Quando ela desviou o olhar, ele já estava se movendo. A multidão se abria diante dele, uma clivagem silenciosa de respeito e medo. Ele a encurralou contra a parede forrada de damasco, bloqueando qualquer rota de fuga.
— Cinco minutos — a voz dele era um sussurro frio, audível apenas para ela. — É o tempo que você tem antes que eu conte a todos que a sobrinha da famosa Isadora Albuquerque não sabe nem assinar o nome da tia num recibo de doação.
— Você não tem provas — ela sibilou, sentindo a parede fria contra as costas.
— Eu tenho você tremendo. Isso é prova suficiente para quem sabe ler o mercado.
Ele ergueu a mão, os dedos roçando uma mecha de cabelo que escapara do penteado. O gesto era uma invasão deliberada, uma demonstração de posse que fez o salão parecer girar.

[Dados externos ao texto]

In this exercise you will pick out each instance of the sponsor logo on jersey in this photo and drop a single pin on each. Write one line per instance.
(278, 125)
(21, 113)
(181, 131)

— Isadora sumiu há quase uma hora. O ledger que ela carregava sumiu com ela. A dívida vence à meia-noite. Quatro milhões e setecentos. Você sabe o que acontece quando um credor como eu não recebe o que é devido em uma noite como esta?
— Você quer me humilhar?
— Quero que você entenda que não tem saída limpa. Mas eu posso te dar uma. Fique no lugar dela. Assine o que for preciso. Sorria para as câmeras. Amanhã, conversamos sobre o que realmente importa.
— E se eu recusar?
Arthur segurou o pulso dela, o toque firme, inegociável. — Então eu mostro a todos o que está escrito naquele papel que você escondeu no decote. E sua tia não terá para onde correr quando os credores baterem na porta da lojinha amanhã de manhã.
O sangue de Helena gelou. Ele sabia exatamente onde ela era vulnerável. Ele se inclinou, o hálito roçando sua orelha, o corpo bloqueando a luz.
— Você não é quem diz ser, mas é exatamente quem eu preciso.
O flash das câmeras explodiu, iluminando o rosto de Arthur enquanto ele a puxava para perto, selando um acordo público que ela não podia recusar.